The film has a coziness that swarms from the silver-screen into the viewers soul. In the opening sequence, as the Governor speaks on the T.V. with thunderstorms in the background, we’re invoked with a longing of nostalgia. De Palma uses his signature–a split-diopter–as Jack works on his sound files in the background, juxtaposed with the T.V. in the foreground. De Palma quickly transitions into a split-screen between the audio files and the T.V. set, where the Liberty Day Bell parade is foreshadowed. Nothing is thrown away in this meticulously written screenplay. De Palma knew precisely what he wanted for every shot. These two elements support the notion that Blow Out is his magnum opus. Not only is the script comprehensive with longwinded dialogue, a heavy premise and a solid through-line, but the expertise behind cinematic shot choices are particular and executed with precision. Every piece of information we see in the split-screen in the opening sequence is accounted for, with a notable pay-off upon the film’s climax.

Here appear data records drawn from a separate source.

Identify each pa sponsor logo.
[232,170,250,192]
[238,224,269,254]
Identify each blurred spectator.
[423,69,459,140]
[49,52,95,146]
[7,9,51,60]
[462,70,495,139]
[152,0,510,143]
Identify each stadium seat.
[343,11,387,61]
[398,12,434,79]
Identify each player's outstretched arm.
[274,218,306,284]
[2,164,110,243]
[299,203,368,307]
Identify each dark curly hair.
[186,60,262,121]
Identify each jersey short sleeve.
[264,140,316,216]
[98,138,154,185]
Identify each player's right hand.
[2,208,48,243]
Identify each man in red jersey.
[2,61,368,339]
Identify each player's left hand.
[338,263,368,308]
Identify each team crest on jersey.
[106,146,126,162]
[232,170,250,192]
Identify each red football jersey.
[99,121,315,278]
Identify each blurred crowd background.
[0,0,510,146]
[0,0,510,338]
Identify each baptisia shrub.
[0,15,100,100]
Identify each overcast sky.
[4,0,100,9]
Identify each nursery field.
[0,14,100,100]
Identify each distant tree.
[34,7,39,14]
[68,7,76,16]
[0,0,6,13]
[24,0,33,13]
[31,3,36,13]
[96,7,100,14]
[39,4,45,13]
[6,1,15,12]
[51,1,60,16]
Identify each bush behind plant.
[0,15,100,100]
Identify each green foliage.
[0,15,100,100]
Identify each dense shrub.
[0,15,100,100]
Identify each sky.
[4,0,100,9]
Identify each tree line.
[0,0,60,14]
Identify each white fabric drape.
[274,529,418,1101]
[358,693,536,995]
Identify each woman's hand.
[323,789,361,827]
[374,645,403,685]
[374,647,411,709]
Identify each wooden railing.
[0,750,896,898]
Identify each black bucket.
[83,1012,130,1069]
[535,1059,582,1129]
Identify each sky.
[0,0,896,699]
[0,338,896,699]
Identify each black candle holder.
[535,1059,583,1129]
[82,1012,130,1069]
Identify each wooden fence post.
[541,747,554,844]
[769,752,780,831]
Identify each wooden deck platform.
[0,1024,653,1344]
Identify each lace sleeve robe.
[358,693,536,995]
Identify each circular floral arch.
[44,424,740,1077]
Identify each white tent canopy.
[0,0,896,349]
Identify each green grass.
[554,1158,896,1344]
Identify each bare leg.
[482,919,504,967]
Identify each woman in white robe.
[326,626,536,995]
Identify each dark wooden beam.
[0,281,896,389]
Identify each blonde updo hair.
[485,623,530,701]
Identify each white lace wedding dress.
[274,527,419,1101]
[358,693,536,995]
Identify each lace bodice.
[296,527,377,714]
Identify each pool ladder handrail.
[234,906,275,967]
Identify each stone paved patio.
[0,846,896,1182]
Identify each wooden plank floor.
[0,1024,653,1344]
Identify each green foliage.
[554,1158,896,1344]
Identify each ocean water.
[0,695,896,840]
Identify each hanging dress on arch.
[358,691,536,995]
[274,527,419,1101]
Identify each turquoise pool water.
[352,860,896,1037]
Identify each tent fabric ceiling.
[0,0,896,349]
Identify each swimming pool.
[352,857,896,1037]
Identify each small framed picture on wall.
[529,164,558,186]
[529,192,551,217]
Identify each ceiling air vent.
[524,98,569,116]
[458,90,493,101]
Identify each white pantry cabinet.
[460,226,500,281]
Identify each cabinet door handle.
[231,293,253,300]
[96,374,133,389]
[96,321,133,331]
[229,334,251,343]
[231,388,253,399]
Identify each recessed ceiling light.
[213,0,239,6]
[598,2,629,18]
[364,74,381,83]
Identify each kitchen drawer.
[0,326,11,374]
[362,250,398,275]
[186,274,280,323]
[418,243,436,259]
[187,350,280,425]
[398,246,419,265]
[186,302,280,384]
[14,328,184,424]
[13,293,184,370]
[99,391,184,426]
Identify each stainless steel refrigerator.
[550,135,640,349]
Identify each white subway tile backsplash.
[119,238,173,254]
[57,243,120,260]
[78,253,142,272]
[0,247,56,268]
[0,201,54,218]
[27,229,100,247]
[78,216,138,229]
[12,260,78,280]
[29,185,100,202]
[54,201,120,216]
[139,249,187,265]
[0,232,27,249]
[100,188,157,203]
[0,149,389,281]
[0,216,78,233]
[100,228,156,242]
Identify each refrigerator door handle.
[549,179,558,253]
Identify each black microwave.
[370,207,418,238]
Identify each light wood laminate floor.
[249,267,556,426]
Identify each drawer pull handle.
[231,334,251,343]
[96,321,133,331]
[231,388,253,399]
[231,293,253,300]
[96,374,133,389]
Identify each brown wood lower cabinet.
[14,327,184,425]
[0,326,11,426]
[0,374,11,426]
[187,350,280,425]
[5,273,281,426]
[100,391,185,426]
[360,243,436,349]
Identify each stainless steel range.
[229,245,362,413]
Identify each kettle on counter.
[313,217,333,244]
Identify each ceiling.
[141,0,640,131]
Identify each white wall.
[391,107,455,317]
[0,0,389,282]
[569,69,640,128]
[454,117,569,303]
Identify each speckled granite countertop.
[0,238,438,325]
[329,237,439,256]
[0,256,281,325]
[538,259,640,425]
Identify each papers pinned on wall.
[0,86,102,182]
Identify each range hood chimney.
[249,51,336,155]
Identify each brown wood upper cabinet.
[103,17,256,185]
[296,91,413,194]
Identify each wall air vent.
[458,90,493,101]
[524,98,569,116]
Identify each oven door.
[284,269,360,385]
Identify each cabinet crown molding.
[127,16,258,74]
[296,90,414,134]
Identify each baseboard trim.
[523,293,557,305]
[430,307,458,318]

Even the character of Reporter, Donahue, who delivers a speech on the news at the Liberty Bell Ball (while Jack labels his recordings) is of significance; Donahue is a vital character that reappears later in the story. De Palma informs the audience of the Governor’s attendance at the Ball, further employing tremendous levels of story in the opening sequence, alone. This sets-up Jack recording sounds in the next scene, under the dark of night, as a great suspense awaits to unfold. The audience anticipates the ensuing danger. The amplified sound of Jack recording the hoots of an owl create a mystery that something bad is about to happen. De Palma employs his trademark split-diopter of an owl in the foreground, juxtaposed with Jack in the background recording the hoot. He quickly connects this shot with the premise set-up from the information provided in the opening, which leads to the scripts catalyst: Jack recording the Governor’s car crash.
The extreme close-ups of Jack’s eyes as he listens to the “blow out” recording, and the ECU of his finger-tips twisting knobs, in conjunction with neon street signs piercing through rain-swept windows, evokes a plethora of emotions that induce a hypnosis. The wallpaper in the motel is red, white, and blue; clearly a subtextual decision by the film’s auteur alluding to patriotism. Moreover, the Liberty Bell, Government corruption and political assassination serve as an underlying theme of national conspiracy, demystified by a sound designer for cheap horror flicks. The cross-collateralization of indie filmmaking with political scandal serves as a bizarre combination in Blow Out. This juxtaposition supports why Blow Out sits at the helm of outstanding cinema, and arguably the reason why it’s considered De Palma’s most supreme film as an auteur.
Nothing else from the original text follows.